Metropolitan News-Enterprise

 

Tuesday, September 6, 2005

 

Page 3

 

Judicial Council Names Bamattre-Manoukian, Horn Jurists of Year

 

By a MetNews Staff Writer

 

Sixth District Court of Appeal Justice Patricia Bamattre-Manoukian and Orange Superior Court Presiding Judge Frederick P. Horn were named Jurists of the Year Friday by the state’s Judicial Council.

In a press release, the council said Bamattre-Manoukian had “contributed significantly to statewide judicial leadership through a wide range of activities in judicial education, community outreach, and other professional projects that have served the courts and public.”

A former member of the Judicial Council, Bamattre-Manoukian currently chairs the Appellate Justices Education Committee of the Center for Judicial Education and Research Governing Committee, as well the Appellate Court Security Committee. She is a past chair of the Judicial Council’s Probation Services Task Force and the CJER Governing Committee.

The council’s press release noted that Bamattre-Manoukian has taught and lectured at high schools, colleges, and bar association seminars in the Sixth District, which includes Monterey, San Benito, Santa Clara and Santa Cruz counties. From 1985 to 1988, she taught trial techniques at Santa Clara University School of Law and has taught at Stanford Law School’s Advocacy Skills Workshop.

She was appointed to the Court of Appeal in 1989, and served as acting administrative presiding justice of the court from 2001 to 2003.

The council said Horn “has demonstrated leadership and advocacy of access and fairness in the California courts and dedication to excellence in court administration.”

He is a longtime member and past chair of the Judicial Council’s Access and Fairness Advisory Committee. Earlier this year, he won the Recognition of National Service Award from the National Consortium on Racial and Ethnic Fairness.

Horn developed a training video that focuses on court access for persons with disabilities, and a gender fairness training video produced in 2003. He also was instrumental in drafting the rule of court for requesting accommodations by persons with disabilities, which took effect in 1996.

Horn serves on the faculty of the B.E. Witkin Judicial College of California, the California Continuing Judicial Studies Program, and the New Judges Orientation Program.
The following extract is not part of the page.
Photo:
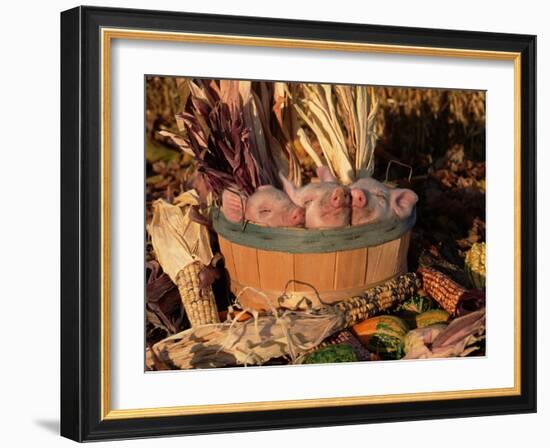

In March he was elected vice-chair of the Commission on Judicial Performance.

The Judicial Council also honored Jody Patel, court executive officer of the Sacramento Superior Court, and Karen Thorson, director of the Education Division/Center for Judicial Education and Research of the Administrative Office of the Courts, as the state’s top judicial administrators for 2004-2005, and announced that Alba Witkin, the widow of legal scholar Bernard E. Witkin, will receive the council’s Bernard E. Witkin Award, which annually honors individuals other than members of the judiciary for outstanding contributions to the courts of California.

The council’s press release credited Patel with creating “a re-engineering and innovation unit within the court to improve all court operations practices and procedures, as well as the establishment of a countywide charter for all criminal justice agencies within the county to improve the delivery of services to the community and the local bar, saving time and resources for both the court and local criminal justices agencies.”

Thorson, the council said, spearheaded a “curriculum initiative” which will “revolutionize how educational needs are identified, how education is developed and delivered, and how that education is evaluated and enhanced” within the court system.

The council noted that since Bernard Witkin’s death in 1995, Alba Witkin has continued the work of a charitable fund they established in 1982 called the Foundation for Judicial Education.

The awards, in their 12th year, are collectively denominated the Distinguished Service Awards by the council. They will be presented to the recipients this week during the 2005 Statewide Judicial Branch Conference, which will be held in conjunction with the State Bar of California convention and the gathering of the California Judges Association in San Diego.